Prague council claims success in drive to shut down city’s gambling bars
Visitors to Prague often take away a couple of words of Czech, and ‘herna’ is very often one of them. The word, meaning ‘gaming bar’ is written all over the city, with nearly 1,500 hernas squeezed into the capital. In the last year, Prague City Council has pledged to close down a large number of these hernas - which have long been associated with money laundering and other forms of crime. City Hall is claiming that the results of its drive are starting to become apparent:
I’m sitting inside a ‘herna’ or gaming bar, which is not too common an occurrence for me – and which, if Prague Council has its way, will become a rarer thing still. On January 1 of this year, the council waged a war on these brilliant neon dens of iniquity, and according to those behind the initiative, the results are starting to show.
Prague City Hall moved in January to blacklist hernas located beside schools, in historic buildings, or in buildings owned by the local council. A total of 256 gaming bars were put down on the list for closure. And according to figures just released by the council, one year on, in some parts of town, up to a third of the bars blacklisted have already been shut.
To put the whole thing in context, the Czech Republic has one of the highest rates of slot machines in all of Europe – according to the newspaper Lidové noviny there is one machine per 170 Czechs, while in France the ratio is one machine per 18,000 inhabitants.
Councilors have said they don’t want Prague to become a European Las Vegas and are planning further steps to reduce the number of hernas even more, but what do inhabitants of the capital make of the plans? Are hernas part of their everyday life? Earlier I asked a few people in a bid to find out:
“No, no, no, because it is expensive for me and I don’t like this activity. It is not for me – I mean, you have to take your own money and put it in a machine! It is not for me at all.”
And does it bother you the number of hernas there are all over this city?

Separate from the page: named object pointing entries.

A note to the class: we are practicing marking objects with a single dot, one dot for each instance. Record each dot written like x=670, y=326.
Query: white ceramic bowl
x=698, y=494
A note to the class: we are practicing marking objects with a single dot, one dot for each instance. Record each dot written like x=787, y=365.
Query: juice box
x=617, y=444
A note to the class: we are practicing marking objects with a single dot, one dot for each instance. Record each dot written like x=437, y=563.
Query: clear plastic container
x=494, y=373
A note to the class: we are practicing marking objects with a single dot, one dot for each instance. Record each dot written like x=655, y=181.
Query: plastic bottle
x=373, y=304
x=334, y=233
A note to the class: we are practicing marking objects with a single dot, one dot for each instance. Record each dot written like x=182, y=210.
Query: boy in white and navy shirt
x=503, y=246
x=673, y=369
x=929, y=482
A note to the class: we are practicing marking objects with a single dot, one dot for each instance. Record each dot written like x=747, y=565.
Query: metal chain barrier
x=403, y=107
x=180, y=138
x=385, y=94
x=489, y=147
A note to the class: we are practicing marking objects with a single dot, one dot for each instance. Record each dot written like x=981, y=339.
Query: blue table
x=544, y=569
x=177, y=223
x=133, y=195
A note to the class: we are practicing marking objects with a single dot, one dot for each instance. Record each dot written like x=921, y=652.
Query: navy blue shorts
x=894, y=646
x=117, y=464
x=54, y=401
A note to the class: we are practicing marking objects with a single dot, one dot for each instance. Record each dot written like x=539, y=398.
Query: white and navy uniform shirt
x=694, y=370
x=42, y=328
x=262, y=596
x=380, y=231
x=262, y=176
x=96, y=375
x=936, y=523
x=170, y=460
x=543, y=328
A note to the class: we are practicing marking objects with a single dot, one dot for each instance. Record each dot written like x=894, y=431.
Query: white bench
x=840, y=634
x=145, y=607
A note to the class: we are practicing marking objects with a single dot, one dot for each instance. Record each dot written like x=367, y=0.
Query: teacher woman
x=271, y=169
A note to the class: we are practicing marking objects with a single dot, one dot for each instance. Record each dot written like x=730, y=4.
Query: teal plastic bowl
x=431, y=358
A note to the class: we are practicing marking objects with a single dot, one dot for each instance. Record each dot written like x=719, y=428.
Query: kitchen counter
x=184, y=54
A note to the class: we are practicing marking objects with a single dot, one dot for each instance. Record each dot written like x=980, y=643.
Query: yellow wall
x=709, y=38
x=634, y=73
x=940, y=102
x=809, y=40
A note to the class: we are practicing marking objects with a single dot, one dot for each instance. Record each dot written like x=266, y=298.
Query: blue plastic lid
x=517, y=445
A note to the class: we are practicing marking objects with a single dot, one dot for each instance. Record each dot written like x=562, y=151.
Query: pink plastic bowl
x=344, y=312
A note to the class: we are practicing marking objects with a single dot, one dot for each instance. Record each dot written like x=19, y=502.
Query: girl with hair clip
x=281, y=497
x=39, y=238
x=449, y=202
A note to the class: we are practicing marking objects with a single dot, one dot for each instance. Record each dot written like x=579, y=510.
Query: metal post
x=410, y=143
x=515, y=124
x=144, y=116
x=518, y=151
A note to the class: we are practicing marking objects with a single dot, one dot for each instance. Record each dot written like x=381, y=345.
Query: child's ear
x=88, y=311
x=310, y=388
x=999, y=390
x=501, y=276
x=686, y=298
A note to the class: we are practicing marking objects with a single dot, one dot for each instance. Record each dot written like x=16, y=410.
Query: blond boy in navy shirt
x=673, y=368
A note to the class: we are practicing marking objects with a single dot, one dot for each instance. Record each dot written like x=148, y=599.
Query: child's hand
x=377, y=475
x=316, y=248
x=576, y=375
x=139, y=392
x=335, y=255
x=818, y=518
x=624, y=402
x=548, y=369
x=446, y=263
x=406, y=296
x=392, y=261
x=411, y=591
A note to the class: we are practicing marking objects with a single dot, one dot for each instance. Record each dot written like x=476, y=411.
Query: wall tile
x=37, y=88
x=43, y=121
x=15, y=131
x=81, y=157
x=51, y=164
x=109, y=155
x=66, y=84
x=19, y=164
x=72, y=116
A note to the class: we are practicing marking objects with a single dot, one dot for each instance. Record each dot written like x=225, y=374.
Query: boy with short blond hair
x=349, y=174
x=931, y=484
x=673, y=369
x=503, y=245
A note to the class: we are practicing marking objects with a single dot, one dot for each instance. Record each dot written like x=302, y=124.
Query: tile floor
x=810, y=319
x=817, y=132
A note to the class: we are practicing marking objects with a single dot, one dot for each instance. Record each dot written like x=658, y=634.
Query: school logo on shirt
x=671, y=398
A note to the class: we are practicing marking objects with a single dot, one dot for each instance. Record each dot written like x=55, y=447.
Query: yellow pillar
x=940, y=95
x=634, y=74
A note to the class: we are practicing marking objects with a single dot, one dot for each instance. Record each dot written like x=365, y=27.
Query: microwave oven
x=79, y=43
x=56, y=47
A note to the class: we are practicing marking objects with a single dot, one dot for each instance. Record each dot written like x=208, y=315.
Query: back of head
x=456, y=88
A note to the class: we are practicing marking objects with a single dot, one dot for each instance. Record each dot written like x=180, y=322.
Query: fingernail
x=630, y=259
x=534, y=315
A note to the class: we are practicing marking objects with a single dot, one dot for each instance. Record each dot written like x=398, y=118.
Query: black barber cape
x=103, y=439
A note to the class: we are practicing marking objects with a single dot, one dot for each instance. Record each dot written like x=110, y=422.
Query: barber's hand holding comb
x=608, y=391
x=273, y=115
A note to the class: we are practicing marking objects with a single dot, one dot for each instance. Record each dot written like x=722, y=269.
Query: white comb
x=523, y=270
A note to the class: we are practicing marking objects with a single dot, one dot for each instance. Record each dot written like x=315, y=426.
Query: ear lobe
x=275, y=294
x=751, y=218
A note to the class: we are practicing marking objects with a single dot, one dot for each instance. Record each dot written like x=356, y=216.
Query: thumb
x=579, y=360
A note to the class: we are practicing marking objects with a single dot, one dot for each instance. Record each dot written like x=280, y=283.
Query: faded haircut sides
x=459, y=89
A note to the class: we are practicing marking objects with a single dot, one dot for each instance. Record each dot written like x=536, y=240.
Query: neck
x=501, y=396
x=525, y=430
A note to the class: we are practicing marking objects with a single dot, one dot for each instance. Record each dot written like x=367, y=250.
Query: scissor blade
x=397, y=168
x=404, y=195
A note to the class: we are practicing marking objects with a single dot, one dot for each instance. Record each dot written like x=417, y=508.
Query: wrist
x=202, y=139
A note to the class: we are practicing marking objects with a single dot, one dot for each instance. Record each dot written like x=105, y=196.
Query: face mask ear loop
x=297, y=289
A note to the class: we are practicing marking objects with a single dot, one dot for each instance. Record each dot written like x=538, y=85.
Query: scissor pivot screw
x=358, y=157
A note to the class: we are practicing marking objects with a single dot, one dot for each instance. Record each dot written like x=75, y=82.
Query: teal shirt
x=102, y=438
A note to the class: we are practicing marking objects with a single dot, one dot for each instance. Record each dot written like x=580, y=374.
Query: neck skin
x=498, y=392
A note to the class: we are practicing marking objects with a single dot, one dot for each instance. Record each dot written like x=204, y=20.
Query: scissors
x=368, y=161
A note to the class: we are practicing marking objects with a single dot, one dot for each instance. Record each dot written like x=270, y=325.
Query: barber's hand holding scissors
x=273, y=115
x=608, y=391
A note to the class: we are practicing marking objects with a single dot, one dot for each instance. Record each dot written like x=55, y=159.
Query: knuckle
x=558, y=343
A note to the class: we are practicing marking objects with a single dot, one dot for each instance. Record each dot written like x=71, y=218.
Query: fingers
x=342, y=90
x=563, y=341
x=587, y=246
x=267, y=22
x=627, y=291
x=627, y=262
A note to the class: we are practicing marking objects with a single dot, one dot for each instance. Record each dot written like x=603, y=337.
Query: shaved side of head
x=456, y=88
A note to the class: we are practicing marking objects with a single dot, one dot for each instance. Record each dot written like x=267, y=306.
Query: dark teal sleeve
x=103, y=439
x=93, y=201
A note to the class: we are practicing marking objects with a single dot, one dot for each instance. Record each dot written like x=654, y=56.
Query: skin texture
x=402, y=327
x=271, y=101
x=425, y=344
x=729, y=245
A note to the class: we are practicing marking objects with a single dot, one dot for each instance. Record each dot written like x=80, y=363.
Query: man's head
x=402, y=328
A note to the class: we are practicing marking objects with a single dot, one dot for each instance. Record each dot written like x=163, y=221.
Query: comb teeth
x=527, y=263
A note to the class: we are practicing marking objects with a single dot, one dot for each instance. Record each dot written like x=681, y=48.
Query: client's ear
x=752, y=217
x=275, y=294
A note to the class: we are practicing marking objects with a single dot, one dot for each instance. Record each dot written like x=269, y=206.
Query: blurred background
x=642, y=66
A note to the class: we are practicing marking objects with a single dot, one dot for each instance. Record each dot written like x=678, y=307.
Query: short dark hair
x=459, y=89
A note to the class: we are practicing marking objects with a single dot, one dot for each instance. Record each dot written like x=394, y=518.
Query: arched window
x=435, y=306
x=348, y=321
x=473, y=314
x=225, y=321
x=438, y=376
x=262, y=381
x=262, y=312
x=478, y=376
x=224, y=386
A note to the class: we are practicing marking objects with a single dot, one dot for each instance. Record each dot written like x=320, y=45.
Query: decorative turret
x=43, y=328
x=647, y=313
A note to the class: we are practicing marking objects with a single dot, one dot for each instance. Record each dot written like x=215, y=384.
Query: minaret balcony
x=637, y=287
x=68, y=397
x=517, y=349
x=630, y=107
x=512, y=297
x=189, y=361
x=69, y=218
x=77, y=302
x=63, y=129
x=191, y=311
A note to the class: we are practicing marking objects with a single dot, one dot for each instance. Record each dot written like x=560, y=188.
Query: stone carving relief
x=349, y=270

“Yes, maybe yes, because you know, they take our money – not my money, but other people’s money.”
“If I ever go to hernas? Sometimes, but I haven’t been for a while.”
And does it bother you how many hernas there are here in Prague?
“Yes, it’s kind of a little bit annoying. There are a lot of them. You know, I actually prefer to go to a casino if I want to play cards or something like that.”
“I don’t like it.”
“If I go to hernas? Not at all. I don’t find them very interesting and I don’t have the time – there is nothing I would want to do in a herna. But the number of them doesn’t really bother me. I’m not interested; I haven’t been following how many there are, so I can’t answer your question.”
So it seems that the council’s plans to slash the number of hernas in the capital will be met with at best, enthusiasm, and at worst, apathy. The move is being most warmly welcomed by psychiatrists who suggest that there could be up to 300,000 people currently addicted to gambling in the Czech Republic.